Renaissance is a label that people tend to apply fairly loosely, describing a cultural rebirth of one kind or another. But with a quick history lesson on the Renaissance of the 1500s, Tana Utley, a vice president at Caterpillar, showed how developments like ubiquitous sensors, exponential machine learning, the Internet of Things (IoT), productivity and quality of life put our current era of manufacturing into a true Renaissance as well.
During the Renaissance, the privileges of the intellectual elites began to spread down to everyone. “It gave us freedom from the narrow confines defined by religion, and began to release some boundaryless creativity,” Utley said.
Life sciences, art, engineering and even architecture brought forth a number of inventions—such as reading glasses and the printing press—that had a dramatic impact on productivity and the quality of life. “Couple them together, and they had an impounding effect,” Utley noted.
Today, we see the effects of Moore’s Law—the doubling of transistors on a chip every 18 months—that has created a dramatic decrease in the cost of electronics and enables sensors everywhere. We’re getting health data from our Fitbits that previously would’ve required going to a hospital and getting fit with expensive wiring. The smartphone now acts as a router, collecting data from our devices, and feeding it back to our computers.
“We’re creating some of the same kind of conditions as the 1500s, including freedom of thought and democratizing creativity,” Utley said.
Utley’s discussion of this Renaissance through technology was the backdrop for her presentation at the North American Manufacturing Excellence Summit (NAMES) in Chicago recently, where she talked about fostering an American manufacturing renaissance.
She hit on many of the technologies that are reshaping the way manufacturing functions: RFID tags that can track work in progress; sophisticated machine learning tools that greatly reduce the amount of time needed for optimization analysis; 3D printing that not only significantly reduces the cycle time for development, but increases the number of iterations as well; along with the Internet of Things (IoT), ubiquitous data and increased compute power.
Utley also pointed to the advancement of robots, dispelling the idea that they were likely to replace all the manufacturing jobs. “It’s really hard to predict the future,” she said. “But they’re going to continue to improve the productivity and quality of life for people.”

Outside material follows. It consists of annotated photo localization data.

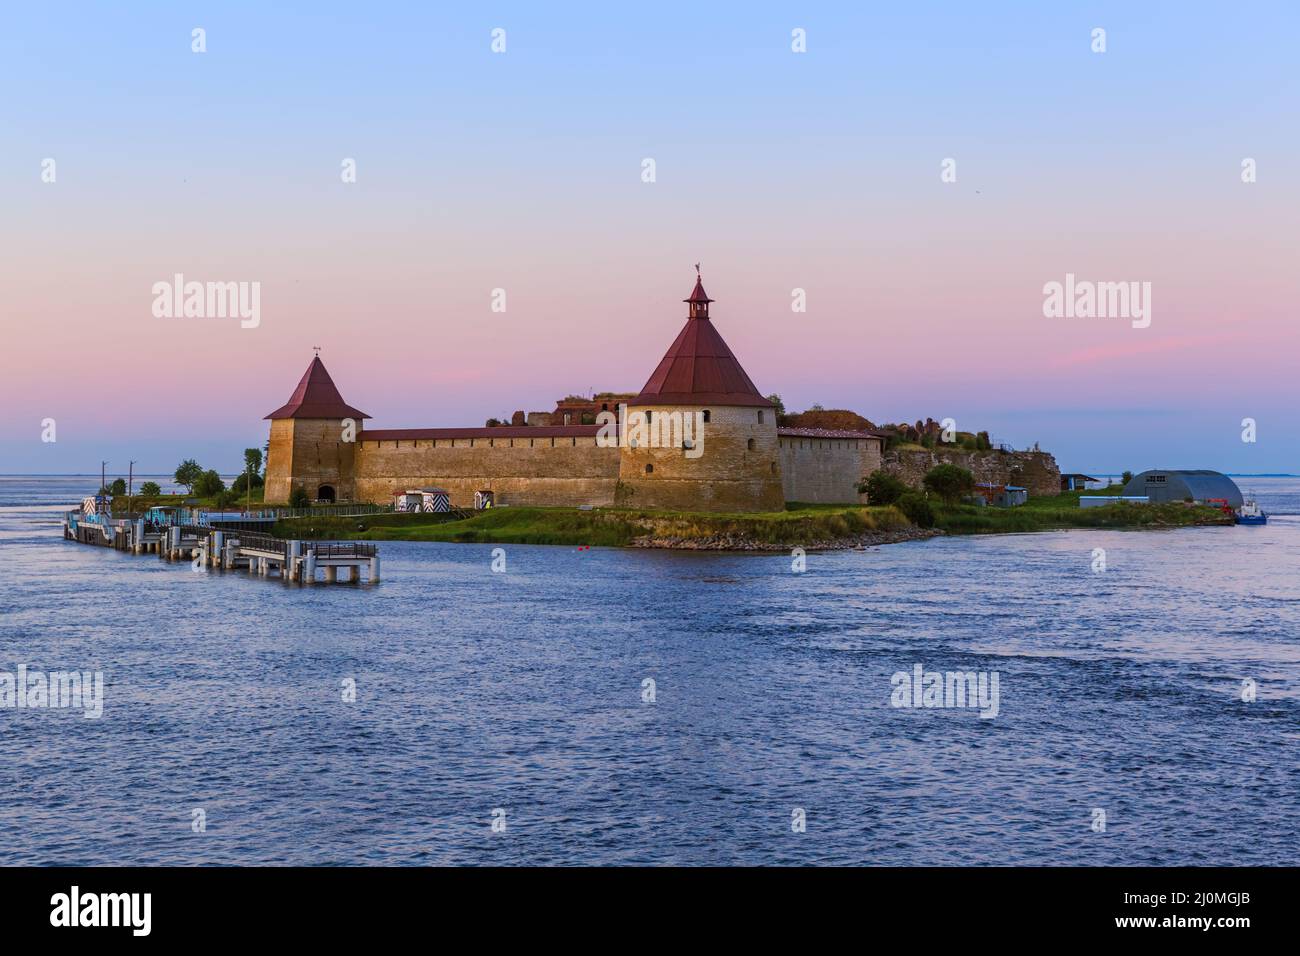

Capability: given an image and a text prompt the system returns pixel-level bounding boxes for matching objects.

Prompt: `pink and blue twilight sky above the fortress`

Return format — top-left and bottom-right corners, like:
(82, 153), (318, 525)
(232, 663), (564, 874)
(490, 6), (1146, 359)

(0, 3), (1300, 473)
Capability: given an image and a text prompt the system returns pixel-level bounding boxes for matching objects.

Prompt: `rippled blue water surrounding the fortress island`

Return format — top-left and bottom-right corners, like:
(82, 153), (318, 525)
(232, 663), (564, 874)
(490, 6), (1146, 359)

(0, 477), (1300, 865)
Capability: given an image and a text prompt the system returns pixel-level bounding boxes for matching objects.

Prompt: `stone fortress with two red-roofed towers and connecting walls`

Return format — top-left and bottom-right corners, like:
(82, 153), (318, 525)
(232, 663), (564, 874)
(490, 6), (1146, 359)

(267, 277), (884, 511)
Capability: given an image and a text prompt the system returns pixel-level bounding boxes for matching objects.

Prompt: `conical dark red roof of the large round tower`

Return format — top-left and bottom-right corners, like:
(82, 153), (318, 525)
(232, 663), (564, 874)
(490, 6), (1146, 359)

(628, 278), (772, 408)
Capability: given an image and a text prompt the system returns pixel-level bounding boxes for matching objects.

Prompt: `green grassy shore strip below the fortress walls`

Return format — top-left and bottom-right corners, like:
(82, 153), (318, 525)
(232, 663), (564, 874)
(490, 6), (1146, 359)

(274, 492), (1231, 550)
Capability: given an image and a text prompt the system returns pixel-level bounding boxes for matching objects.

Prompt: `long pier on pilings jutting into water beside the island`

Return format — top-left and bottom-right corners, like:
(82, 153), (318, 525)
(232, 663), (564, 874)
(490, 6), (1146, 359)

(64, 511), (380, 584)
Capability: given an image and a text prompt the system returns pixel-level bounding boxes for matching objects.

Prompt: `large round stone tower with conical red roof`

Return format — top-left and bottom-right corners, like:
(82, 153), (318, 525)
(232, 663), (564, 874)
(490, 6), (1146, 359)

(615, 273), (785, 511)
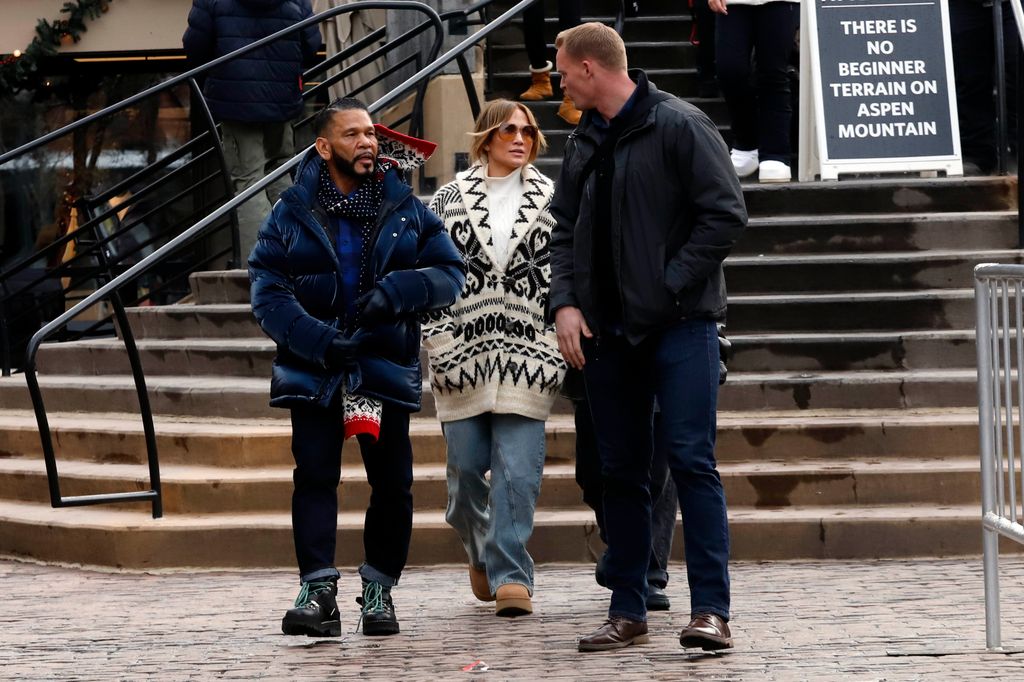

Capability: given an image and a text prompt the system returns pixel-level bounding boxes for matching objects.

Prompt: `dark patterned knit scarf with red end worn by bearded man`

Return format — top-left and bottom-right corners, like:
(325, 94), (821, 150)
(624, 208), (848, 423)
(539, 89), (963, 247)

(316, 158), (393, 440)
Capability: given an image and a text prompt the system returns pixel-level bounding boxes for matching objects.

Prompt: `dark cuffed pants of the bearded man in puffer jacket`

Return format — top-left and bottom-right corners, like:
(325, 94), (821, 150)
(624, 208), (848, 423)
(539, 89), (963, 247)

(292, 403), (413, 585)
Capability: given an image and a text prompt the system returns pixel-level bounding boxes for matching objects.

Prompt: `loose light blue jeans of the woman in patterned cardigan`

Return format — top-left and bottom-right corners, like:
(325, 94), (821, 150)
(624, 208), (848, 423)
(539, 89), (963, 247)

(441, 413), (545, 593)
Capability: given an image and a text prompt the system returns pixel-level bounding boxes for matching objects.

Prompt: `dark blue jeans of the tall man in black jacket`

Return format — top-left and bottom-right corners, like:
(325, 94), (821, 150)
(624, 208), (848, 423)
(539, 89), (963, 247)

(584, 319), (729, 621)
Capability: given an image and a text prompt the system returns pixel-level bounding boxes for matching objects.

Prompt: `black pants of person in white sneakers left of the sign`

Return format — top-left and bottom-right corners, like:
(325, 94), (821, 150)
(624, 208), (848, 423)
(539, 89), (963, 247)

(715, 2), (800, 164)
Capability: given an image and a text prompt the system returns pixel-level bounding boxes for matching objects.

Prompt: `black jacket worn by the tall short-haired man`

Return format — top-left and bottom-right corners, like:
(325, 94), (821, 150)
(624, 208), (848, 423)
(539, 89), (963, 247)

(549, 70), (746, 343)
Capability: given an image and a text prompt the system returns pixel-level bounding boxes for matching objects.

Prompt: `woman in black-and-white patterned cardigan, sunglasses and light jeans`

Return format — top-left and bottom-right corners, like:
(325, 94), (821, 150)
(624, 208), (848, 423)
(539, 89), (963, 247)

(423, 99), (565, 616)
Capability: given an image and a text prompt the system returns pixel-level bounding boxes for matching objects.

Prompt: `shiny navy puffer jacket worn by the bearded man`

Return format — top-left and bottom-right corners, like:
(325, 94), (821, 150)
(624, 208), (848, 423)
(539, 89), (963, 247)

(249, 150), (466, 411)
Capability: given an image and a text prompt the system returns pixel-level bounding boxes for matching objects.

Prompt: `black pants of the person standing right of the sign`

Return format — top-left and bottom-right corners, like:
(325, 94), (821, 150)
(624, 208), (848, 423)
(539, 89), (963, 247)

(949, 0), (1019, 173)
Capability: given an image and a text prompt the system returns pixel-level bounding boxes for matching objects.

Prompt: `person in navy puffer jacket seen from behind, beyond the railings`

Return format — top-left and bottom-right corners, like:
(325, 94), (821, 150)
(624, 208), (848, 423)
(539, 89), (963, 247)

(181, 0), (322, 258)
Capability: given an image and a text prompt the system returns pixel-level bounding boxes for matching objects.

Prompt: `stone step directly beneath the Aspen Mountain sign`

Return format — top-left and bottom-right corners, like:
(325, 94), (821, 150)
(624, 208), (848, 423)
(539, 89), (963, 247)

(743, 177), (1017, 216)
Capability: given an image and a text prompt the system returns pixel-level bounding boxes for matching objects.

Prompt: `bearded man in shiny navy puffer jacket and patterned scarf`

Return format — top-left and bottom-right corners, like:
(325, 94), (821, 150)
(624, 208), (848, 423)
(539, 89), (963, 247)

(249, 98), (466, 637)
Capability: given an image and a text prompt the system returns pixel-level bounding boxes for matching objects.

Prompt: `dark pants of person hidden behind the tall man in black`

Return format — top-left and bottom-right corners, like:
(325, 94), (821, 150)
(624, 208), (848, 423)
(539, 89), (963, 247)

(573, 400), (679, 589)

Robots today aren’t necessarily the big industrial robots behind a fence that have been common in the past, but more collaborative robots. “We recently went out and bought a number of small robots, which are rather inexpensive, and dispersed them throughout the facility. You begin to understand the kinds of things they can do, and put them to work wherever you want,” she explained. “They are the kind that learn, and work side by side with the man. And he’s not intimidated by the robot. Rather, it’s helping him to make his job better.”

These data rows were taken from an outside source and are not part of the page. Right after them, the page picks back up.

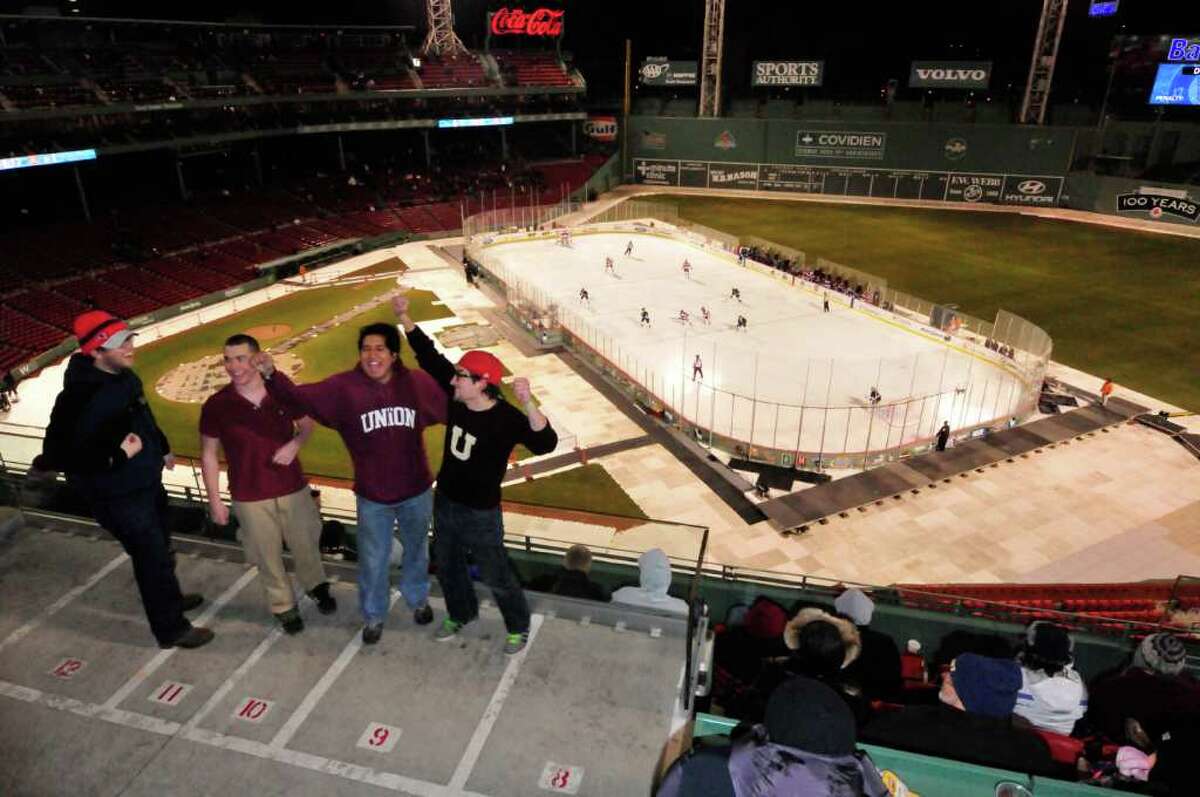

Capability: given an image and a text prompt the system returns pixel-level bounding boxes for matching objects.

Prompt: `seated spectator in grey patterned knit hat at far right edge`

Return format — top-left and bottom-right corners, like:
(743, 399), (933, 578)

(1087, 633), (1200, 743)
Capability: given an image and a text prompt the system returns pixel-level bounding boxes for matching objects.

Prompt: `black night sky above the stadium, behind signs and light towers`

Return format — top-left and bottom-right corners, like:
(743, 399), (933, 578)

(9, 0), (1200, 107)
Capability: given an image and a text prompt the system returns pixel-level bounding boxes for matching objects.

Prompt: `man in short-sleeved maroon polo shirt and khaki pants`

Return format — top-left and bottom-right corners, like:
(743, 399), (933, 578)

(200, 335), (337, 634)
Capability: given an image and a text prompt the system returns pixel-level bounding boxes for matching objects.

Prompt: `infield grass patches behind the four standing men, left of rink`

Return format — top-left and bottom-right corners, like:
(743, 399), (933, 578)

(136, 277), (644, 517)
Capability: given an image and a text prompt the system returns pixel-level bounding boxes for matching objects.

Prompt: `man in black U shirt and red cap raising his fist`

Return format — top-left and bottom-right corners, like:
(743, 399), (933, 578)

(391, 294), (558, 655)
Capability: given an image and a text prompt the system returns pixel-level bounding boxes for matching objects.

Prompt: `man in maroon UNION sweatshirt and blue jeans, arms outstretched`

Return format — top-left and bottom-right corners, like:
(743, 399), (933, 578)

(254, 324), (446, 645)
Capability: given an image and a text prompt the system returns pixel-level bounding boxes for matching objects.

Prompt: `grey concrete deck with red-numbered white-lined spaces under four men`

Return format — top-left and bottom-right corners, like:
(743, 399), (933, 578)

(0, 516), (686, 797)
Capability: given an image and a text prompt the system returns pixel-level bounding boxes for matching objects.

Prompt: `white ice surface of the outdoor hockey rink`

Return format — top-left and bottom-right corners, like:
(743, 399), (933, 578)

(481, 226), (1022, 454)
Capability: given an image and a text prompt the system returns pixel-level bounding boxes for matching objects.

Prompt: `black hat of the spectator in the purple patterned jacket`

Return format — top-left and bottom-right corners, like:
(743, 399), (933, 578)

(763, 676), (854, 755)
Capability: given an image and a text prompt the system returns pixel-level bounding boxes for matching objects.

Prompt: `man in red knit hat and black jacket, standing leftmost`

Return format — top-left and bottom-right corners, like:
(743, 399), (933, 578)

In all of this, the U.S. is particularly well positioned to take advantage of these technologies, according to Utley, who pointed to both our inventiveness and our proven ability to commercialize and get products into production. “Other countries have one or the other; not so much both,” she said.
Another strength is the fact that the U.S. has 29 percent of the world’s consumer market. “As U.S. manufacturers, we have the ability to connect—right away, very closely—with those customers,” Utley said. “Actually, we are they.”
The commercialization of inventions becomes a reality through our ability to incorporate, Utley added. “We make that come to a reality through corporations,” she said. “We invented, commercialized, formed a corporation. We still do that. We’re still inventing, commercializing, turning that into a corporation.”
The skilled workforce, however, is an area that needs to be shored up, Utley said. “80 percent of U.S. manufacturers are reporting a shortage of a skilled workforce,” she said. “I’m astounded by the number of applicants that can’t even fill out an application, or don’t have the basic skills we need.”
“We have a role in helping to solve this problem,” Utley went on, pointing to the need for more vocational education, more women in the manufacturing workforce, and paid internships. “If you’re in an industry where internships aren’t paid, make a note to self: This might be a tough slog.”
Utley also urged manufacturers toward lean programs. “We like to invent things, do things our own way,” she said, pointing to a cowboy mentality. But that doesn’t need to be at odds with a more disciplined approach. “It’s about making their jobs more productive and better, less bureaucratic. Grasp onto it. Bring American ingenuity to it as well.”
Caterpillar’s facility in Lafayette, Ind., has implemented built-in quality, with a checklist for inspectors on an iPad. “When they find one, it’s not a gotcha,” she explained. Instead, the workforce is engaged in working together to make the facility more competitive.
U.S. manufacturers gathered together in forums like NAMES can raise the collective understanding of lean. “When we come together through these forums, we’re really helping the competitiveness overall of U.S. manufacturing.”
Ultimately, Utley listed seven things that U.S. manufacturing can do to support the Renaissance:
- Innovate. “Start small, experiment, and be ready to fail.”
- Implement lean.
- Celebrate manufacturing. “Let’s not forget the people who go to work every day. Make them heroes.”
- Promote manufacturing careers, whether through schools, internship or other means.
- Get involved with academia.
- Promote and support collaborative partnerships—with academia, industry and government.
- Advocate for the ecosystem. Speak out on infrastructure, regulations or tax infrastructure.